Don’t get distracted by the big-name telecoms that designed the Isis mobile wallet, or you’ll miss the wizard behind the curtain: American Express. The card brand could see a big increase in adoption of its Serve account if Isis succeeds.

In the revamped Isis app launched last week, anyone without the proper JPMorgan Chase or Amex credit card had to sign up for Amex’s Serve digital wallet to make Isis payments. Isis at one time offered an Isis Cash virtual prepaid card to serve the same purpose, but Amex has now taken over that role.

Today, “there is no Isis prepaid account. We are the prepaid account,” says Stefan Happ, senior vice president and general manager of U.S. payment options for American Express.

For Amex, which overhauled its Serve digital wallet last month to make it a stronger competitor for prepaid cards, “Isis is a powerful distribution channel,” Happ says. “We expect to get scale for Isis—and for American Express Serve within Isis—as part of Isis’ nationwide rollout. The combination of Isis and Serve really turns an equation of two plus two into five, not four.”
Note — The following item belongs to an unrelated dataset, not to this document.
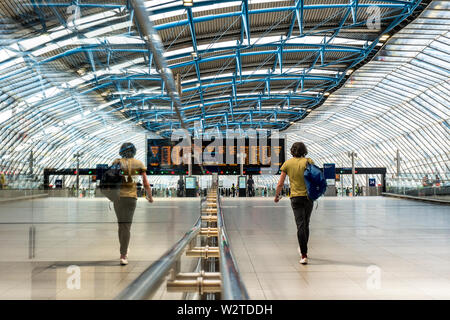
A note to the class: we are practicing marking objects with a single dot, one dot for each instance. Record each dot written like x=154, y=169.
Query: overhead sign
x=329, y=173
Isis launched nationally after months of tests and years of development. It’s operated by AT&T, Verizon Wireless and T-Mobile, and it announced in August that it would support a deeper integration of Serve into the Isis app. (Related article on page 7.)

Isis users can manage their Serve accounts with the Isis app. Consumers who sign up for Serve through the app get a hefty 20% cash-back offer. Isis did not respond to a request for comment.

“[The national rollout of Isis] is beneficial for Amex, but it’s still too soon to know what the adoption of Isis will be,” says James Wester, a research director for IDC Financial Insights. “But Amex gets to claim some credit for being ‘innovative.’ It has embraced everything from Foursquare to Twitter, so this helps to burnish that reputation.”

American Express plans to allow consumers to load cash onto its Serve wallet at CVS and 7-Eleven locations later this year. It’s a move that can bolster use of both Serve and Isis, given the close ties between the two brands, Happ says.

“The cash-load piece is an additional capability that we are adding to Serve overall,” Happ says, noting that CVS locations are largely NFC-enabled and can accept Isis payments. “American Express accepts all forms of tender, such as credit cards, cash checks, etc. It’s a way for any inflows that the consumer chooses to make it into the Isis wallet.”

Serve can also function as a fallback option for Isis users wanting to make purchases at a merchant that cannot accept mobile payments, Happ says. “If you’re an Isis user, you don’t have to rely exclusively on NFC being available at the merchant. If that happens you can use Amex Serve,” he says.

The flexibility in payment modes can be beneficial, says Ben Jackson, a senior analyst at Mercator Group.

“While there is a lot of contactless terminals deployed out there, the merchants—particularly their staffs—don’t already realize that contactless is an option so they swipe anyway,” Jackson says.

Serve’s status as a prepaid account may also prove helpful to Isis in winning over consumers, Jackson says.

“People may be more willing to commit to a limited-risk payment tool than throwing their whole credit or debit card out there,” Jackson says.

JPMorgan Chase, which is also participating in Isis’ nationwide rollout, says it is not working with Isis on a prepaid product, though a question-and-answer page on Chase’s website lists it as the issuer for the old Isis Cash account. A Chase representative would not discuss its mobile payments strategy, aside from affirming its ongoing participation in the Isis rollout.